The word ’brother’ hit harder than any physical blow. Gilgamesh touched his torn face, feeling the warm wetness of his own mortality, and for a moment his resolve wavered like a candle flame in hurricane winds. This was his dearest friend—the other half of his soul—and every strike was delivered with intimate knowledge of exactly where it would hurt most. Enkidu knew his fighting style, knew his weaknesses, knew precisely how to turn his own emotions against him.
Another savage combination sent Gilgamesh reeling backwards. A left hook to his already damaged ribs made him double over with a cry of pain that was torn from his throat despite every effort to remain silent. Before he could straighten, an elbow strike caught him between the shoulder blades, driving him to his knees on the razor-sharp volcanic glass. The impact sent new fire through his damaged ribs, each breath now a conscious effort that reminded him of his limitations.
Enkidu’s knee came up toward his face like a battering ram, and Gilgamesh barely managed to get his axe shaft across to block it. The impact sent shock waves up his arms, but it was the follow-up that truly devastated him—Enkidu’s hands locked together and hammered down between his shoulder blades like a stone maul, driving him fully against the unforgiving ground.
Glass bit into his palms as he tried to push himself up. Blood from his facial wounds dripped steadily onto the black stone, each drop a small defeat that fed Marduk’s corruption. His body screamed protests from a dozen different injuries—the cracked ribs that sent lightning through his chest with every breath, the torn throat that made swallowing agony, the parallel cuts that burned like brands across his face.

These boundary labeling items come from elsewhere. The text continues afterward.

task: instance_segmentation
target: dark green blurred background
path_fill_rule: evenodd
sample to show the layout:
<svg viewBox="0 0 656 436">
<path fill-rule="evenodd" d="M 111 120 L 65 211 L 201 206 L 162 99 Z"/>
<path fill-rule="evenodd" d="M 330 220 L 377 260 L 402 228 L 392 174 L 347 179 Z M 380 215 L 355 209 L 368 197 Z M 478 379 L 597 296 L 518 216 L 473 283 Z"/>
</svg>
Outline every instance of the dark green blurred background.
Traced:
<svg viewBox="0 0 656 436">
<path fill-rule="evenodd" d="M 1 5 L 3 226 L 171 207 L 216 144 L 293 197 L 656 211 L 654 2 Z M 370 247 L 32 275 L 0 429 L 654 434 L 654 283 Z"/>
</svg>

"Look at you," Enkidu laughed, and the sound was like breaking glass, like dying dreams, like every friendship that had ever ended in betrayal. "The great Gilgamesh, first among heroes, reduced to bleeding on his belly like a common criminal. Is this the king who thought he could challenge the gods? Is this the friend who promised he would never let me down?"
Each word was a precision strike aimed at the heart rather than the body. Enkidu placed his foot on Gilgamesh’s back, pressing down until the king’s chest was ground against the volcanic glass, until breathing became a choice between pain and suffocation.